A Loman é de 1979. A Constituição é de 1988. A reforma da Previdência que retirou o fundamento da aposentadoria-sanção é de 2019. O Supremo decidiu em 2026. Entre o problema ser óbvio e a correção acontecer, passaram-se 47 anos, 38 anos, 7 anos — escolha a régua. Em todos os casos, foi tempo suficiente para que vidas fossem destruídas por juízes que vendiam sentenças e continuavam recebendo enquanto isso. Tempo suficiente para que 126 famílias de magistrados continuassem com renda alta enquanto vítimas das decisões compradas perdiam casa, liberdade e às vezes a vida.
O sistema corrigiu a si mesmo, mas só depois que a correção se tornou tecnicamente inevitável. Antes disso, esteve confortável com a anomalia por toda uma geração.

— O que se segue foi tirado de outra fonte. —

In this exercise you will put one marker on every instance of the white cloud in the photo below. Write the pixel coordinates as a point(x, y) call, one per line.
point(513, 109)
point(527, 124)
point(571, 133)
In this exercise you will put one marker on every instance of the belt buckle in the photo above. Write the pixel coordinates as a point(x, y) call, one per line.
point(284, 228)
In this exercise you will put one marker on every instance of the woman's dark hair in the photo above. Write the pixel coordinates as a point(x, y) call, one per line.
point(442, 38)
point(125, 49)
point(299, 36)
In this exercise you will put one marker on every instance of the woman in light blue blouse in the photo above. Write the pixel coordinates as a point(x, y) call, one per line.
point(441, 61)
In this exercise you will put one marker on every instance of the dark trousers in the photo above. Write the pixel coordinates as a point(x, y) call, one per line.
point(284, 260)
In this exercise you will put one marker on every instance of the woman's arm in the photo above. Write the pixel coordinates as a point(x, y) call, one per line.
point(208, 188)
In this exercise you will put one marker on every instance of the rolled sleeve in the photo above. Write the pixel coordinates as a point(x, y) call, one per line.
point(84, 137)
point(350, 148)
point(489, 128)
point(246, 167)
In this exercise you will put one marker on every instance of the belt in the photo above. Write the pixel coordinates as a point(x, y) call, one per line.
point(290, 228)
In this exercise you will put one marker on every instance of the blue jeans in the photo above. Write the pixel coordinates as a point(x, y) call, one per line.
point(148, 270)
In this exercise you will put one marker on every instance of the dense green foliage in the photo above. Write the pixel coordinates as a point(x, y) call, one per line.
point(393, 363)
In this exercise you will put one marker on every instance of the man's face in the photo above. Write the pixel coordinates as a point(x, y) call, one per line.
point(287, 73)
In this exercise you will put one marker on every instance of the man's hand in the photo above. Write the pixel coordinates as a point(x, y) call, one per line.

Volto a Marcelo Borges Barbosa, o juiz de Mangaratiba. Ele segue na discussão técnica sobre qual punição agora se aplica ao caso dele. O STF mandou que o CNJ reavalie. O processo provavelmente vai durar anos. Ele provavelmente segue, durante esses anos, recebendo algum tipo de vencimento — porque o sistema processual brasileiro raramente é rápido quando o interessado tem advogado bom e tempo para esperar.
A diferença é que, daqui para frente, juízes condenados por venda de sentenças e favorecimento a milicianos não terão mais a aposentadoria-prêmio como garantia. Vão perder o cargo, vão perder o salário, vão responder como qualquer servidor público responderia. É pouco para 47 anos de atraso. Mas é mais do que existia até a semana passada.

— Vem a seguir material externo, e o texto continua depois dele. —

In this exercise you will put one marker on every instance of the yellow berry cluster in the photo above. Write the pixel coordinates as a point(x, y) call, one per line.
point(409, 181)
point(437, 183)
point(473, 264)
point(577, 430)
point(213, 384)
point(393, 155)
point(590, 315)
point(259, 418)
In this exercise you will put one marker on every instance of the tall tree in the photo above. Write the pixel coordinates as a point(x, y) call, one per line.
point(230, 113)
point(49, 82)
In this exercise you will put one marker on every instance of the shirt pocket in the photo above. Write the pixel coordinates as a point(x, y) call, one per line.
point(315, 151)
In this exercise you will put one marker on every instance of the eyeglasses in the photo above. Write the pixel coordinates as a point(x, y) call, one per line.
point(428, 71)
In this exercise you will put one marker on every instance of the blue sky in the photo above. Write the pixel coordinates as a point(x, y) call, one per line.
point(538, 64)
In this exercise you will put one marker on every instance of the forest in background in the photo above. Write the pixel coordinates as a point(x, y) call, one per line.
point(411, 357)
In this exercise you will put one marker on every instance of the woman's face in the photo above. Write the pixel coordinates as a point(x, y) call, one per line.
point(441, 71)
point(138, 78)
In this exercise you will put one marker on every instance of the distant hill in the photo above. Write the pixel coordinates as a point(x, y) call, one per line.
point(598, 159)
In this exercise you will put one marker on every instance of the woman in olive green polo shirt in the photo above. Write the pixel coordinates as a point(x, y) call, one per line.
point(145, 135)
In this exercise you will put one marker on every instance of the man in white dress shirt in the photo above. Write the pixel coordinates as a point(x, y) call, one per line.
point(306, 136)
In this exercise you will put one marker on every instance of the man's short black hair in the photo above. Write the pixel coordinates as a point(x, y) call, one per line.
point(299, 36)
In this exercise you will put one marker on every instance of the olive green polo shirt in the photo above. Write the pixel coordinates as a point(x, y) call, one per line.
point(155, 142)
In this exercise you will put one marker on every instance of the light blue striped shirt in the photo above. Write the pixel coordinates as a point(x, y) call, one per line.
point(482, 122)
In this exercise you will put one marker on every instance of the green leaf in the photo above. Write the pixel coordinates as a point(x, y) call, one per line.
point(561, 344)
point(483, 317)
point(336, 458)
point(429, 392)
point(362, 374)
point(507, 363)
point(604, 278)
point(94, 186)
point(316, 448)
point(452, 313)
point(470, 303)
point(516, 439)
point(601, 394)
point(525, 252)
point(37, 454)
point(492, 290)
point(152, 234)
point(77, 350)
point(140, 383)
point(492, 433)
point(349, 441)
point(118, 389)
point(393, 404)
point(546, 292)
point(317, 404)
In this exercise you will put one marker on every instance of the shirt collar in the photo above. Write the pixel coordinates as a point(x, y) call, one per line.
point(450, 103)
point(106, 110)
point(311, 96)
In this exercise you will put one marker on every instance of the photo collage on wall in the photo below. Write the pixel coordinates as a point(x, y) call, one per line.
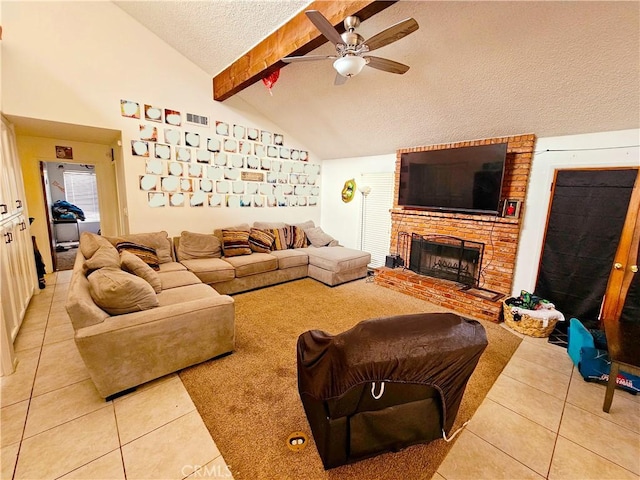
point(234, 166)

Por 47 anos, a punição máxima do sistema disciplinar brasileiro foi um eufemismo educado. O juiz que vendia decisão ia para casa com salário no bolso, plano de saúde no contracheque e o constrangimento de não poder mais despachar. A sociedade pagava a conta — em dinheiro, em descrédito e nas vítimas das sentenças que ele assinou. O STF, em 26 de maio, encerrou o capítulo. Cento e vinte e seis juízes depois.

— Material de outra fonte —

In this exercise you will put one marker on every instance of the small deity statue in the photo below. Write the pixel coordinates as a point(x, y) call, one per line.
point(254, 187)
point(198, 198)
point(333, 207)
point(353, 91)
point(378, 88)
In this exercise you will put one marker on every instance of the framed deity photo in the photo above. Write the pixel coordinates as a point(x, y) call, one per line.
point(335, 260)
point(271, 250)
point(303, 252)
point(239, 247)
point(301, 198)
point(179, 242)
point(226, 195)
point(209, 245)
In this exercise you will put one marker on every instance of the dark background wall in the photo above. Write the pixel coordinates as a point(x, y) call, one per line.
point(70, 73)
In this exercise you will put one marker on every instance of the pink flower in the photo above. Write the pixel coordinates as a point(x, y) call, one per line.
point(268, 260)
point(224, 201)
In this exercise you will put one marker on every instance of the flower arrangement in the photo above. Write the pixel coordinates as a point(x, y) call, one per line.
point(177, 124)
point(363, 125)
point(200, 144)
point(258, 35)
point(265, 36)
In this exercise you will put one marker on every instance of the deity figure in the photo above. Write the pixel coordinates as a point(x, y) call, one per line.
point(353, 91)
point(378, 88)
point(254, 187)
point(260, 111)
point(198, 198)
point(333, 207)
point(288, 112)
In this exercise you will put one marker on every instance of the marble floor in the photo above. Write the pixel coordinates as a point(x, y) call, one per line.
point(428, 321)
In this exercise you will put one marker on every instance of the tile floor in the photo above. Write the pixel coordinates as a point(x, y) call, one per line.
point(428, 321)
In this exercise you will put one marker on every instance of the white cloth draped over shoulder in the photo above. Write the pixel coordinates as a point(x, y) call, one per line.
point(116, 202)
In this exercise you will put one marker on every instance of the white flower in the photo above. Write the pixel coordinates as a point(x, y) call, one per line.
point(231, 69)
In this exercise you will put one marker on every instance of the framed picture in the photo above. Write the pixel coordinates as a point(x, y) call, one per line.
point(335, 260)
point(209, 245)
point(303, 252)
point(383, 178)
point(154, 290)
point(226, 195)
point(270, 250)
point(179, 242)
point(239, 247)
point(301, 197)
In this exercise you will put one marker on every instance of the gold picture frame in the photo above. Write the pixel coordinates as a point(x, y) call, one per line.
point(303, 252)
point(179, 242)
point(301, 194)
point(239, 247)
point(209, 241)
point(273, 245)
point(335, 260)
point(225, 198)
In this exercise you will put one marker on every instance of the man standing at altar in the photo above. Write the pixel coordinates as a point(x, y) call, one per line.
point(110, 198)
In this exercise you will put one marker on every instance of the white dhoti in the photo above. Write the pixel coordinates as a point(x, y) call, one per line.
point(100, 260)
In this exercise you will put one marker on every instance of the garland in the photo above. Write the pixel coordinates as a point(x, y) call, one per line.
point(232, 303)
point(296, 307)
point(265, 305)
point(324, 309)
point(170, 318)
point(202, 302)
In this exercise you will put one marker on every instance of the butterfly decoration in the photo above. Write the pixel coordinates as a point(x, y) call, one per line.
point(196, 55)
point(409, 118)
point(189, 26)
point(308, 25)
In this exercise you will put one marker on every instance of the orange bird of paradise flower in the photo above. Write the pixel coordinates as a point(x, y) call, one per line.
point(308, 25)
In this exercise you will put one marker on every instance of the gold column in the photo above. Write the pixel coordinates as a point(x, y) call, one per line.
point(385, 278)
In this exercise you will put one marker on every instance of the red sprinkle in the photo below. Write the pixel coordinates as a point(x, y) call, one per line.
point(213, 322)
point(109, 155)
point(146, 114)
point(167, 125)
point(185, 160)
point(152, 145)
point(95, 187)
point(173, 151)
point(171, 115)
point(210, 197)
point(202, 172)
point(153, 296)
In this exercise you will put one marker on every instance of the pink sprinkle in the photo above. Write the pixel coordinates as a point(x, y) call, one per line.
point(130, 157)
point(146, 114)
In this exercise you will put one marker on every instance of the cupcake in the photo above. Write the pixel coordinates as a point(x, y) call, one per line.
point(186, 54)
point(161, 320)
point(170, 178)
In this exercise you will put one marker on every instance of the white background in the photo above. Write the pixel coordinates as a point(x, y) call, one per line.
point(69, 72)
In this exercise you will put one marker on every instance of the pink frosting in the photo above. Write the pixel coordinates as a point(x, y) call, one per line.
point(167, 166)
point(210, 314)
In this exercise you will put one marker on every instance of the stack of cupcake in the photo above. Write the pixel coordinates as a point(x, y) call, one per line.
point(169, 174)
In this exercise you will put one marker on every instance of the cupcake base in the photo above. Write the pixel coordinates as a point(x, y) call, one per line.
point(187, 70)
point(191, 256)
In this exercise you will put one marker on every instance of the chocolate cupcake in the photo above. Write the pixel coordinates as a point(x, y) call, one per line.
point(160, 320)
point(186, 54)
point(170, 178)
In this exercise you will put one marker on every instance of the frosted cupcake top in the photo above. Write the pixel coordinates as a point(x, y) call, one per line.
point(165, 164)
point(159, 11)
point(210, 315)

Fontes: STF — Primeira Turma, julgamento de 26/05/2026, decisão unânime confirmando voto monocrático do ministro Flávio Dino de 16/03/2026; extinção da aposentadoria compulsória como pena máxima para magistrados; recurso da PGR rejeitado; relator citado pela Agência Brasil, Jornal do Brasil, Brasil de Fato e Correio Braziliense; CNJ — Conselho Nacional de Justiça, criado em 2005; 126 magistrados aposentados compulsoriamente em 20 anos por venda de sentenças, corrupção, assédio sexual e moral e favorecimento a organizações criminosas (Agência Brasil / Jornal do Brasil / SpaceMoney, mai/2026); Lei Orgânica da Magistratura Nacional (Loman) — Lei Complementar nº 35/1979, art. 42, prevê a aposentadoria compulsória com vencimentos proporcionais como pena disciplinar máxima; Emenda Constitucional nº 103/2019 — reforma da Previdência, base utilizada por Dino para declarar a extinção da aposentadoria-sanção; TJ-RJ — Órgão Especial, sessão de 03/05/2021, condenou o juiz Marcelo Borges Barbosa, da Comarca de Mangaratiba, por direcionamento de liminares a policiais militares acusados de roubo qualificado, extorsão mediante sequestro e formação de quadrilha (Conjur, mai/2021); CNJ ampliou o caso e identificou favorecimento de grupos políticos, liberação irregular de bens e benefícios a milicianos; Espaço Vital — ao menos 40 magistrados aposentados compulsoriamente seguem em situação que demandaria perda de cargo (mar/2026); CNJ / STF — subsídio de magistrado limitado ao teto do funcionalismo de R$ 46,3 mil; auxílios e gratificações limitados a 35% do teto, somando até R$ 62,5 mil mensais; PGR — parecer de 55 páginas contrário à mudança, argumentando risco à vitaliciedade e à independência judicial (Correio Braziliense / Imirante / Agência Brasil, mai/2026); divergência parcial do ministro Cristiano Zanin sobre competência do STF para julgar perda de cargo automaticamente.